Il se dit, le pauvre Sirk, que si notre départ est subordonné à l’installation d’une ligne téléphonique Aigou-Béotie, on est encore en vacances chez Obolan pour un bout de temps.
— Il y a probablement une liaison radio, fait-il.
— Alors cherche où elle se trouve, Pinaud t’accompagnera.
Et je fais un signe éloquent à la Vieillasse pour lui demander de veiller au grain.
Pendant leur absence, le Gros (enfin réveillé) et moi, mettons au point notre spectacle du lendemain. Car il y a cela à quoi il faut songer. Nous sommes ici en qualité d’artistes. Nous devons exécuter un numéro.
Béru calme mes craintes.
— Ne t’occupe, Gars. Je vais faire une démonstration de catch qui fera tout le succès de la soirée.
— À condition que tu aies un partenaire ! objecté-je au modeste.
Il secoue vigoureusement ses — précisément, vigoureuses — épaules.
— C’est pas les partenaires qui manquent, dans ton palais des mirages, Mec.
Pour plus de sûreté, comme on dit à la P.J., je demande audience au souverain. Il nous reçoit pendant son petit conseil.
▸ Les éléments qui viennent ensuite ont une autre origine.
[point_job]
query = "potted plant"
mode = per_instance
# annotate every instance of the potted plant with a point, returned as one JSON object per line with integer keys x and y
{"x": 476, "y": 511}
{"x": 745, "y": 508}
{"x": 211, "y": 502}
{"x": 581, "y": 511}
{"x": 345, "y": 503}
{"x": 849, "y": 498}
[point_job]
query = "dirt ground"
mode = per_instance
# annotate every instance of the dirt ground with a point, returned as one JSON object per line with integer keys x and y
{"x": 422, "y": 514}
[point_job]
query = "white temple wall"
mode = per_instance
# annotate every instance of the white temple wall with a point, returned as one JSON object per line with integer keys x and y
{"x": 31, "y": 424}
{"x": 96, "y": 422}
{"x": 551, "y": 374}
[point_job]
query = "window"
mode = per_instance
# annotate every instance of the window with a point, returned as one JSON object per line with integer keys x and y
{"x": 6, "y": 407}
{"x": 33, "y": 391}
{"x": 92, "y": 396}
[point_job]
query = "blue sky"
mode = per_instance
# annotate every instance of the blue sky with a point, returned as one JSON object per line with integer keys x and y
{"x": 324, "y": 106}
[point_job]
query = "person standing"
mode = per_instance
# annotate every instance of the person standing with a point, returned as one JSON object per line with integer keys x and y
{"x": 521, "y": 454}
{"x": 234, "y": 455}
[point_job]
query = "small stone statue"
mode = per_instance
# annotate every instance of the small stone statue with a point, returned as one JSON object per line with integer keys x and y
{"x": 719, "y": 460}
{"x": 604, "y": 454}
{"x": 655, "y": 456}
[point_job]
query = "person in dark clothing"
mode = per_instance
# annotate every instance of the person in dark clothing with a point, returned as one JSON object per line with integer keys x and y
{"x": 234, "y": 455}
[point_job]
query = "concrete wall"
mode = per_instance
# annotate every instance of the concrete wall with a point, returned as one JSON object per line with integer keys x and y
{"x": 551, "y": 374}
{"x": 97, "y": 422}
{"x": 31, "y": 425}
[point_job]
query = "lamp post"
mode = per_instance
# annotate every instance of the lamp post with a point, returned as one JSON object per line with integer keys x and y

Je suis confus de pénétrer dans cette salle où s’organise la vie de l’émirat. Il y a là le président du conseil des sages : le grand Jmèmeti avec son gonfleur d’applaudimètre particulier, le gros Pomppi, surnommé le doux par opposition à son prédécesseur qu’on avait sobriqué l’amer. Ont pris place également autour du tapis (d’Orient) vert, Ben Jiskar, le secrétaire d’état à l’indigence, Pie-Z’Allhé, le ministre des sables et cactus ; Malchnouf, l’emballeur de Vénus de sa majesté ; plus le vice-sous-secrétaire d’État à la sécheresse ; plus le colonel Ganache, attaché par les pieds à la maison personnelle de l’émir ; ainsi que l’intendant général des feuilles de rose et l’amiral Mar-El-Delplata, commandant en chef de la mer de sable. C’est vous dire si je suis impressionné.